62nd Ukrainian National Mathematical Olympiad

Answer. $p^{\beta }$ and $p^{\alpha }q$, where $q>p^{\alpha }$ where $p,q$ are prime numbers.

Solution:

First, let's prove that if a number has at least three different prime divisors, it is not suitable for us. Let $m$ be the number of different prime divisors and $p<q$ be the two smallest prime divisors of $n$. Then it is clear that there exists $\alpha$ such that the first consecutive divisors of $n$ will be the numbers $1<p<p^2<\cdots <p^{\alpha }<q$. Note that taking as $d_{i+1}$ all prime divisors of $n$ except for the smallest, we get $m-1$ numbers that satisfy the condition. Indeed, all divisors smaller than a prime number are coprime with that number, so $(d_i,d_{i+1})=1$, and since $d_{i-1}<d_i$ we get the conclusion. It remains to find another good number. Let $n:p^{\alpha +1}$. Then the divisor $q$ is a good divisor. Indeed, it cannot be followed by a divisor divisible by $q$, because the smallest of these not yet chosen divisors is $pq$, but $p^{\alpha +1}<pq$. So $p^{\alpha +1}$ is the next composite divisor. Then take the last prime number that comes after $q$ (possibly $q$), after which the next composite number will be $p^{\alpha +1}$. Then it will be the desired $m$-th good number. Now let $n$ be not divisible by $p^{\alpha +1}$. Then the next composite divisor is $pq$. If between $q$ and $pq$ there is at least one prime divisor, then we take the last of them as our $m$-th good number. Otherwise, the divisors $p^{\alpha },q,pq$ will be consecutive divisors, and hence $\frac{n}{pq},\frac{n}{q},\frac{n}{p^{\alpha }}$ will be consecutive divisors, but then the divisor $\frac{n}{q}$ will be the desired one, because since $\alpha$ is the degree of occurrence of a prime $p$ in the number $n$, $\frac{n}{p^{\alpha }}$ is not divisible by $p$, and $\frac{n}{pq}$ is not divisible by $p^{\alpha }$, but $\frac{n}{q}:p^{\alpha }$, and $\frac{n}{p^{\alpha }}$ is divisible by more than one prime divisor of $n$, which means that we have not yet taken it into account, which is what we wanted to prove.

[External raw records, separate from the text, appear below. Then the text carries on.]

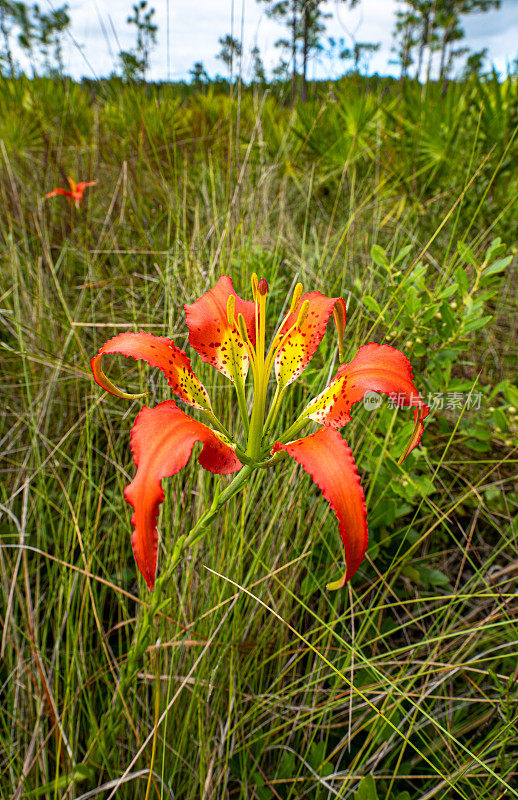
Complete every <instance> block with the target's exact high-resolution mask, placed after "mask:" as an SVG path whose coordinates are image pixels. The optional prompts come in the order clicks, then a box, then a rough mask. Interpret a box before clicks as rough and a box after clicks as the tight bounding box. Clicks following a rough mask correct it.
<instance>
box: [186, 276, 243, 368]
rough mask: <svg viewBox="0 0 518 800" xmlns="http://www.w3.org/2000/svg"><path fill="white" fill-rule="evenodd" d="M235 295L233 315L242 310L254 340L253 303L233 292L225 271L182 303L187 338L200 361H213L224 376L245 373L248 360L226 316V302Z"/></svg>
mask: <svg viewBox="0 0 518 800" xmlns="http://www.w3.org/2000/svg"><path fill="white" fill-rule="evenodd" d="M230 295H234V296H235V298H236V300H235V318H236V319H237V317H238V315H239V314H242V315H243V317H244V320H245V326H246V330H247V333H248V336H249V339H250V341H251V342H252V344H255V304H254V303H252V302H249V301H247V300H243V299H242V298H241V297H239V296H238V295H236V293H235V291H234V285H233V283H232V281H231V279H230V278H229V277H228V275H222V276H221V278H219V280H218V282H217V283H216V285H215V286H214V287H213V288H212V289H209V291H208V292H205V294H203V295H202V296H201V297H200V298H199V299H198V300H196V301H195V302H194V303H192V304H191V305H186V306H185V315H186V319H187V325H188V328H189V342H190V343H191V345H192V346H193V347H194V349H195V350H196V352H197V353H198V355H199V356H200V358H201V359H202V360H203V361H206V362H207V363H208V364H212V366H213V367H215V368H216V369H218V370H219V371H220V372H222V373H223V374H224V375H226V377H227V378H230V380H232V381H235V380H236V377H237V376H240V377H245V375H246V373H247V372H248V367H249V364H250V360H249V357H248V352H247V350H246V347H245V345H244V343H243V339H242V336H241V334H240V333H239V330H238V328H237V326H235V325H230V323H229V321H228V319H227V303H228V298H229V297H230Z"/></svg>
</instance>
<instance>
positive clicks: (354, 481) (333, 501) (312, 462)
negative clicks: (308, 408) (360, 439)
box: [272, 428, 369, 589]
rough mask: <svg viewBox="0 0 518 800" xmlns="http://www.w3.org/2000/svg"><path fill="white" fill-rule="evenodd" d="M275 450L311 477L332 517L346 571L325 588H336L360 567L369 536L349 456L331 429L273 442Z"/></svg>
mask: <svg viewBox="0 0 518 800" xmlns="http://www.w3.org/2000/svg"><path fill="white" fill-rule="evenodd" d="M278 450H285V451H286V452H287V453H288V455H290V456H291V457H292V458H294V459H295V461H297V462H298V463H299V464H300V465H301V467H302V468H303V469H304V471H305V472H307V473H308V475H310V476H311V478H312V479H313V481H314V482H315V483H316V484H317V485H318V486H319V487H320V489H321V490H322V494H323V495H324V497H325V498H326V500H327V501H328V503H329V504H330V506H331V508H332V509H333V511H334V512H335V514H336V518H337V520H338V527H339V530H340V536H341V537H342V542H343V545H344V549H345V560H346V570H345V573H344V575H343V577H342V578H341V579H340V580H339V581H336V582H334V583H331V584H328V588H329V589H339V588H341V587H342V586H343V585H344V583H345V582H346V581H348V580H350V579H351V578H352V577H353V575H354V573H355V572H356V570H357V569H358V567H359V566H360V564H361V562H362V560H363V557H364V555H365V551H366V550H367V541H368V536H369V534H368V529H367V507H366V505H365V496H364V494H363V489H362V487H361V484H360V478H359V477H358V472H357V468H356V464H355V462H354V458H353V454H352V452H351V450H350V448H349V447H348V445H347V443H346V442H345V441H344V440H343V439H342V437H341V436H340V434H339V433H338V431H336V430H334V429H333V428H320V429H319V430H318V431H317V432H316V433H313V434H311V435H310V436H306V437H304V438H303V439H298V440H297V441H295V442H289V443H288V444H281V443H280V442H276V443H275V445H274V448H273V451H272V452H277V451H278Z"/></svg>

If a number is a power of a prime, then obviously it suits us, because it has no good divisors at all. It remains to consider the case when a number has two different prime divisors, which we denote $p<q$. Then it is clear that there exists $\alpha$ that the first consecutive divisors of $n$ will be the numbers $1<p<p^2<\cdots <p^{\alpha }<q$. The divisor $p^{\alpha }$ is a good divisor, which means it is the only good divisor of our number. Hence, the next divisor after $q$ is a divisor that is divisible by $q$, but the smallest such divisor not yet used is $pq$, and therefore it comes after $q$. However, $p^{\alpha +1}<pq$, and hence our number $n$ is not divisible by $p^{\alpha +1}$. Then, similarly, the divisors $\frac{n}{pq},\frac{n}{q},\frac{n}{p^{\alpha }}$ will be consecutive divisors, and the divisor $\frac{n}{q}$ will be a good divisor. So, $\frac{n}{q}=p^{\alpha }$, so $n=p^{\alpha }q$, and $p^{\alpha }<q$, and the above answer follows. A simple check shows that both answers do indeed satisfy the condition.